Inês de Castro: da tragédia ao melodrama
«(…) Notável é a
dinâmica discursiva que o poeta imprime a este primeiro confronto entre o rei e
os conselheiros que o IV acto prolonga e agudiza. Termina a cena com o
recrudescimento da acção, provocado pela indecisão régia que, verdadeira
analepse, conduzirá à morte de dona Inês: I-vos aparelhar, que em vós me
salvo. A cena II é composta por um monólogo do rei, introduzido por uma
invocação a Deus, bem ao gosto dos autores da literatura de Quinhentos:
Senhor, que estás nos
Ceos e vês as almas,
que cuidam, que propõem,
que determinam,
alumia minha alma, não
se cegue
no perigo em que está.
Não sei que siga.
Entre medo e conselho
fico agora:
Matar injustamente é grã
crueza,
Socorrer a mal publico é
piedade.
Dua parte receo, mas doutra
ouso…
E logo se seguem, neste monólogo do rei, reflexões que o coro, no final
do acto, prolonga, à maneira senequiana, tema coral predilecto de Séneca, colhido
nos poetas clássicos, designadamente Horácio e Virgílio, e que ecoam, num entretecido
de reminiscências clássicas, o famoso O fortunatos nimium si bona norint/agricolas das Geórgicas do Mantuano:
Ó vida felicíssima a que vive
o pobre lavrador só no seu campo,
seguro da fortuna e descanso,
livre destes desastres que cá reinam!
Ninguém menos é rei que quem tem reino.
Ah, que não é isto estado, é cativeiro,
De muitos desejado, mas mal crido…
É este monólogo um dos trechos mais inspirados da Castro, pois
combina a expressão lírica adequada à vivência individual de um rei,
sobrecarregado com os deveres de ofício, com elementos que são referentes
ideológicos e culturais da mentalidade de então: o encarecimento da aurea
mediocritas, a denúncia dos vícios da uita aulica, o socratismo
cristão que os versos finais traduzem:
...e me livra algum tempo, antes que moura,
de tanta obrigação pera que possa
conhecer-me melhor e a ti voar.
O acto II é o único em que, antes do êxodo, o Coro se não pronuncia no
decurso da acção, mas tem dela um perfeito conhecimento e adquire saber
político para entoar o canticum final. O Coro I, em estrofe sáfica,
esquema métrico usado por Teive, na Ioannes princeps, considerada fonte
da Castro, versa o tema dos trabalhos do rei, das responsabilidades do poder. O
Coro II, numa sequência de versos de seis sílabas, retoma o tema da aurea mediocritas,
canta a felicidade dos pequenos do mundo. O Acto III, em absoluto contraste com
o locus amoenus, com a uisio poética do acto I, apresenta-nos a
protagonista num cenário de pesadelo, o locus horrendus.

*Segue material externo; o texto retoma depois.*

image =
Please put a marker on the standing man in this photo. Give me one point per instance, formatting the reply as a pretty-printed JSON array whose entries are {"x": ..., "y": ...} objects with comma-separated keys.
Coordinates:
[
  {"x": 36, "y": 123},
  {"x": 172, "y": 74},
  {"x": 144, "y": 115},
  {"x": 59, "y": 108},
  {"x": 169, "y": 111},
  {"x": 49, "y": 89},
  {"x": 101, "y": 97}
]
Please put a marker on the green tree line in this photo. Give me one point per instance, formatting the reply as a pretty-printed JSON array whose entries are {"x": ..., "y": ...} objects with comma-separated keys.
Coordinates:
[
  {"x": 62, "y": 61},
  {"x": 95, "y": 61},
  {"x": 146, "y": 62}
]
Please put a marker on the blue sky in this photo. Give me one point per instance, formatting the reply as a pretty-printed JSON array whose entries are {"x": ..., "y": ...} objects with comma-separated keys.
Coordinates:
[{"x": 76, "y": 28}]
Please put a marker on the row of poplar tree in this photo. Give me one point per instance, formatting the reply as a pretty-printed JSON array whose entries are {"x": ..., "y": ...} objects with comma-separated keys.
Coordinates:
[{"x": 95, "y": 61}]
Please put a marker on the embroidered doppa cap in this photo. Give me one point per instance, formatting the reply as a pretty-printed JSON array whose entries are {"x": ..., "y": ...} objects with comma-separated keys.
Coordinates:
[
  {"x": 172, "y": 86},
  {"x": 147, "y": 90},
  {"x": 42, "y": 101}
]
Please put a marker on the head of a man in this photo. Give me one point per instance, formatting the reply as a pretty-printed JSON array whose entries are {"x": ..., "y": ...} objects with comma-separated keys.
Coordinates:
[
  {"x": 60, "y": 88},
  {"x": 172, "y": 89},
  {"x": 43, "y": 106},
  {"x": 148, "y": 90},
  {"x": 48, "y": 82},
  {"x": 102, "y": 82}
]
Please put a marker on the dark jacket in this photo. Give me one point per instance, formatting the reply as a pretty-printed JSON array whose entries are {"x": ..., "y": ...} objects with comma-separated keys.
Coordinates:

Nunca mais tarde pera mim que agora
amanheceu. O sol claro e fermoso,
como alegras os olhos, que esta noite
cuidaram não te ver! Ó noite triste
Ó noite escura, quão comprida foste...
Envolta agora numa atmosfera de tensão e de presságio, conta à ama o
sonho triste, cheio de elementos simbólicos do ponto de vista poético e
dramático. A própria paisagem se torna reveladora da mudança da fortuna, numa
espécie de conivência entre a natureza e a fatalidade. Entre a esperança e o
medo, spes et metus, dois elementos que, segundo a retórica, preparam o pathos,
se confessa a Castro: Porque temo perder o bem que espero. A terminar
esta cena inicial do acto III, Ferreira deixa no ar uma nota lírica de esperança,
trazida pelas palavras da Ama, que são um convite à alegria e à confiança. Surge
de novo o locus amoenus, onde Inês deveria desfrutar de todos os bens e
gozar feliz os seus dias:
Ah, não te agoures mal, que melhor fado
o teu será, senhora! Quem tristeza
de sua vontade chama, mal a pode
lançar de si, que às vezes n’ alegria
entra tão furiosa que a destrui.
Mas esta abertura, esta
clareira momentânea de novo se fecha, para ser ainda maior o efeito trágico da
notícia da morte iminente da heroína, na cena seguinte. O dramaturgo quis
assim, neste acto, criar e enriquecer a peripécia, ao fazer evoluir aceleradamente
a acção para uma situação de infelicidade ou vice-versa, segundo os preceitos
de Aristóteles». In Nair Nazaré Castro Soares, Inês de Castro, Da Tragédia ao Melodrama,
Universidade de Coimbra, As Artes de Prometeu, homenagem a Ana Paula
Quintela, Faculdade de Letras da
Universidade do Porto, 2009, ISBN 978-972-8932-42-8.